Comparison of FAPP2–GLTPH domain with other family members. a, structure superimposition of the GSL-specific proteins: human FAPP2–GLTPH domain (orange), human GLTP (green), fungal heterokaryon incompatibility C2 protein, HET-C2, of P. anserina (blue), and GLTP-like protein from the thermoacidophilic unicellular red alga, G. sulfuraria (cyan) (PDB codes 5KDI, 3S0K, 4KV0, and 2I3F, respectively). 18:1-GalCer is shown as bound to FAPP2–GLTPH. The blue-shaded area highlights the ID loops. The GLTP PPFF and FAPP2 PTFF sequences are indicated by green and orange braces, respectively. Newly identified conserved linkages 1 and 2 are indicated by dashed lines; the double-headed arrow 3 points to the strictly conserved Gly and Pro on opposite sides of the gate controlling the access to the hydrophobic pocket in the GLTP fold. Colored arrows point to the C-ends of HET-C2 (blue) and G. sulfuraria protein (cyan). Color codes for GSL atoms are defined in Fig. 1. b, poststructural sequence alignment of six proteins belonging to the GLTP family (see Fig.

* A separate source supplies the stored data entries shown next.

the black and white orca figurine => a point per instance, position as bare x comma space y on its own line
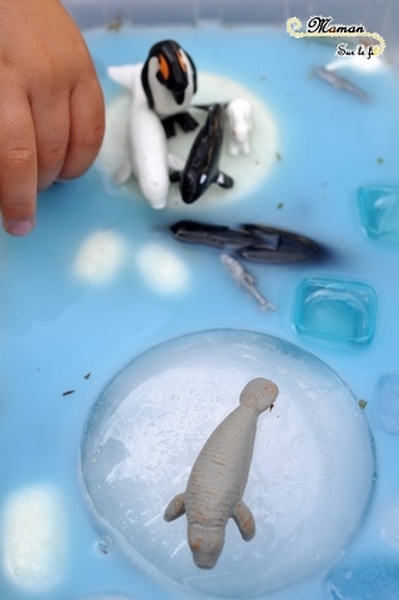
202, 166
169, 80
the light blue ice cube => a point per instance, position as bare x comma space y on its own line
386, 403
379, 212
336, 311
369, 579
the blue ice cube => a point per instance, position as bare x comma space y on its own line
386, 402
369, 579
379, 211
336, 311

S1a). Color codes are blue for the recognition center residues, green for the conserved/semiconserved residues, and red and orange for Phe and similarly positioned Tyr/Trp, respectively. Recognition center residues of the C1P-specific family also are blue but shaded in gray when different from the GSL-specific family. Exceptions among conserved residues are shaded by yellow. The upper and lower cylinders (small silver for 3₁₀-helices; other for α-helices) indicate the locations of secondary structure elements found in GLTP and CPTP, respectively. Within the red rectangle are the ID-loop sequences that vary among each member.